Many WWE legends remembered the influential and charming Pat
All the bigwigs of WWE hailed the awesome and influential figure that Patterson was and also shared the impact he had on their respective careers. "Pat and Buddy Colt let me ride with them when I had my first match, the ribbing started that day and went on until now, love you my brother, tabernac HH (sic)," said Hulk Hogan in a tweet.
Rock remembered his "pro wrestling mentor and father figure"
Another wrestling bigwig Dwayne Johnson aka The Rock remembered his "pro wrestling mentor and father figure," and how he rooted for the Hollywood actor. "He was also responsible for calling Vince McMahon when I was training to become a pro wrestler (my $7 bucks days) and said, 'Vince you gotta see this kid work in the ring,'" reflected the star in an Instagram post.

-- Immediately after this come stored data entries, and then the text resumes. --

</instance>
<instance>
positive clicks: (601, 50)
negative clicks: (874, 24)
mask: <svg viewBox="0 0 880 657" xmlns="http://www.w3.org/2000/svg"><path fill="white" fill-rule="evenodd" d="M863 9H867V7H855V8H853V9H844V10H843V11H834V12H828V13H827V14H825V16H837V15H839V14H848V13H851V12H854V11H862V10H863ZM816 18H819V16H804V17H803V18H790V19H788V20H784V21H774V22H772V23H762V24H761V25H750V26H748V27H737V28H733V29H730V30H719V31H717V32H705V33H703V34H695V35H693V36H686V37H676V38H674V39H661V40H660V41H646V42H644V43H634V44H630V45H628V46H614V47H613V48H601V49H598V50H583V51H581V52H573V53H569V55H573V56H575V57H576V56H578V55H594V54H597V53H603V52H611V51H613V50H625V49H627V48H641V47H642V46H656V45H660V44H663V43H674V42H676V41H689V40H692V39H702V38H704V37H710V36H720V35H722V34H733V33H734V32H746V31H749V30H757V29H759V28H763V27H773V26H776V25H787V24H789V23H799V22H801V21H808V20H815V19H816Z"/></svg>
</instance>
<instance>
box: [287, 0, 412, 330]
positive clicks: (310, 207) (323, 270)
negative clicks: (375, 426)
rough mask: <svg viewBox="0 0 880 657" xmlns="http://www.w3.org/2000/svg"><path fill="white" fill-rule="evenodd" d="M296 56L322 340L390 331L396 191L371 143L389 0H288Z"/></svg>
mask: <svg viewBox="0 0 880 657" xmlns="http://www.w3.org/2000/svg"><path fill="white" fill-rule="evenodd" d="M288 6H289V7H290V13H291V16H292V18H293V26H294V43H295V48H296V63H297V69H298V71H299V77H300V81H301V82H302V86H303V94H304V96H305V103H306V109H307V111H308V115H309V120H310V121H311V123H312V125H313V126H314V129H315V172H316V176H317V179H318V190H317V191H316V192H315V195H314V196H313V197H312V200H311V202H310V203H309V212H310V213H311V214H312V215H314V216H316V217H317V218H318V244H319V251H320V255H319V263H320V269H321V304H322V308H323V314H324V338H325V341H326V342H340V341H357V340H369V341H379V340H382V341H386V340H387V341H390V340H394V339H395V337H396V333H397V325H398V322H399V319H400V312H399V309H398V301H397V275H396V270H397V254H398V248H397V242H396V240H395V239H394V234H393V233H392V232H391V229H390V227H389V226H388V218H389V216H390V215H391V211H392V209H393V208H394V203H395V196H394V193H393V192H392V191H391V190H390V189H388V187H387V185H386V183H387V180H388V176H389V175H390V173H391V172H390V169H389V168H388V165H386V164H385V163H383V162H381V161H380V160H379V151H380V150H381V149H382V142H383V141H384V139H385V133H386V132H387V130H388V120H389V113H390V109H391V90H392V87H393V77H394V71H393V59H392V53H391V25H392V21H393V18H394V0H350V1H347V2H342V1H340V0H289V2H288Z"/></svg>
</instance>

'Sinatra's MY WAY' was Patterson's favorite song, reveals The Rock
In 1979, he became the first intercontinental champion
They were joined by John Cena, Paul Levesque aka 'Triple H', his wife and former wrestler Stephanie McMahon, WWE CEO Vince McMahon, and many other compatriots, who poured their hearts out after knowing their favorite WWE star is no more. Patterson came to the US from Montreal in 1962 and joined WWE in 1979, the same year when he became the first intercontinental champion.
Patterson came out as gay in 1970s, wasn't accepted initially
Patterson retired as an announcer in 1984 and introduced Royal Rumble, in which participants of a match enter the ring in two-minute intervals while the match has already started, thus revolutionizing wrestling. Despite all the glitz, life was tough for him after he came out as gay in the 1970s and was mocked. However, in 2014, it was finally acknowledged in WWE Legends' House.